Mir vs. Numpy: Reworked!

data pulverizer data.pulverizer at gmail.com
Mon Dec 7 12:28:39 UTC 2020


On Monday, 7 December 2020 at 02:14:41 UTC, 9il wrote:
> I don't know. Tensors aren't so complex. The complex part is a 
> design that allows Mir to construct and iterate various kinds 
> of lazy tensors of any complexity and have quite a universal 
> API, and all of these are boosted by the fact that the 
> user-provided kernel(lambda) function is optimized by the 
> compiler without the overhead.

I agree that a basic tensor is not hard to implement, but the 
specific design to choose is not always obvious.

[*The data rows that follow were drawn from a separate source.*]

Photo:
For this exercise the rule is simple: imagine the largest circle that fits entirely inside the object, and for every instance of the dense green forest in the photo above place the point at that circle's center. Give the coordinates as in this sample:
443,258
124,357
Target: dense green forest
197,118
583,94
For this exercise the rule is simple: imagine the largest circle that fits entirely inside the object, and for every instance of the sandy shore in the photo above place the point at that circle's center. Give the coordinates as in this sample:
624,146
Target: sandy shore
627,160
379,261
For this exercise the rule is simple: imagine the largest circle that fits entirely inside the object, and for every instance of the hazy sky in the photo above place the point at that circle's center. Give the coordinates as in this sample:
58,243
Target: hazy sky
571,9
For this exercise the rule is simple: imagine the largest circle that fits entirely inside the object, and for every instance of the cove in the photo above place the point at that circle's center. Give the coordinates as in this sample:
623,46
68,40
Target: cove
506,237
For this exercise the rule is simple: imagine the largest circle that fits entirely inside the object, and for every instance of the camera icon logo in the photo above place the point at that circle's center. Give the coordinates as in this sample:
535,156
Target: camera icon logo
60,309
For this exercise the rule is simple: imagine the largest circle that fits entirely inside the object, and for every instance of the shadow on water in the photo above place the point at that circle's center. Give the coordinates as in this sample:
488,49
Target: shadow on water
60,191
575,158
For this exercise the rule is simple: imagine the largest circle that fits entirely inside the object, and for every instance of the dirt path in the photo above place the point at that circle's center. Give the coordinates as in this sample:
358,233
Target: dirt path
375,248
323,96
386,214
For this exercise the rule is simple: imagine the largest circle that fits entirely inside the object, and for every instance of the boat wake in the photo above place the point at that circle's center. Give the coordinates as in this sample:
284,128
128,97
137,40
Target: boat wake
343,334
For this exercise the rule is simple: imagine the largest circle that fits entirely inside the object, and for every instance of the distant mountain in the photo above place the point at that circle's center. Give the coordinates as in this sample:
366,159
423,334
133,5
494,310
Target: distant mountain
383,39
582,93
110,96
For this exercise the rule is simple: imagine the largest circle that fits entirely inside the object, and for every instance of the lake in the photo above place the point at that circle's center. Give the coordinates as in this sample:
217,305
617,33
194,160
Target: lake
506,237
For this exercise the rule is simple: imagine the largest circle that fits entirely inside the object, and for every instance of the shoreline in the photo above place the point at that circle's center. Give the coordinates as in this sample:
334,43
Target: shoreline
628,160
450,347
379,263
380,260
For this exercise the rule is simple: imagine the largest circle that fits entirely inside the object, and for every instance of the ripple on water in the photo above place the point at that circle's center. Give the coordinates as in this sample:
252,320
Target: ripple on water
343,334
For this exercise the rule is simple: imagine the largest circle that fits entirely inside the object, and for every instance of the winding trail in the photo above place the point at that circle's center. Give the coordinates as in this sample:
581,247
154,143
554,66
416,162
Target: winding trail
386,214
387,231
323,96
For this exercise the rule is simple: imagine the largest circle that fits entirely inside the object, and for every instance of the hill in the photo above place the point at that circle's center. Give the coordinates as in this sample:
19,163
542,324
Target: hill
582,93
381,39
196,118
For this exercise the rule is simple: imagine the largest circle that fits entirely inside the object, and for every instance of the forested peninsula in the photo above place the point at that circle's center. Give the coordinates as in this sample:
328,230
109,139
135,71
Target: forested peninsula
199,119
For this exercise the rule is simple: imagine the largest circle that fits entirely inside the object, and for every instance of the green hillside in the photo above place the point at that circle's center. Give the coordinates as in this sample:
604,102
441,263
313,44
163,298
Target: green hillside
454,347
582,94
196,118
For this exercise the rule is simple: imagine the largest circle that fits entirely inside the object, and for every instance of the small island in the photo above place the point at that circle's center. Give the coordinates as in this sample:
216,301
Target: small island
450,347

Your benchmarks 
shows that design choices have a large impact on performance, and 
performance is certainly a very important consideration in tensor 
design.

For example I had no idea that your ndslice variant was using 
more than one array internally to achieve its performance - it 
wasn't obvious to me.

I think literature that discuss various design choices and 
approaches would be useful and informative. There is plenty of 
literature on creating tree structures, linked lists, stacks, 
queues, hash tables and so forth, but virtually nothing on tensor 
data structures. It isn't as if implementing a linked list is any 
more complex than a tensor. I just think it's a bit strange that 
there is so little on the topic - given the widespread use of 
tensors in computational science.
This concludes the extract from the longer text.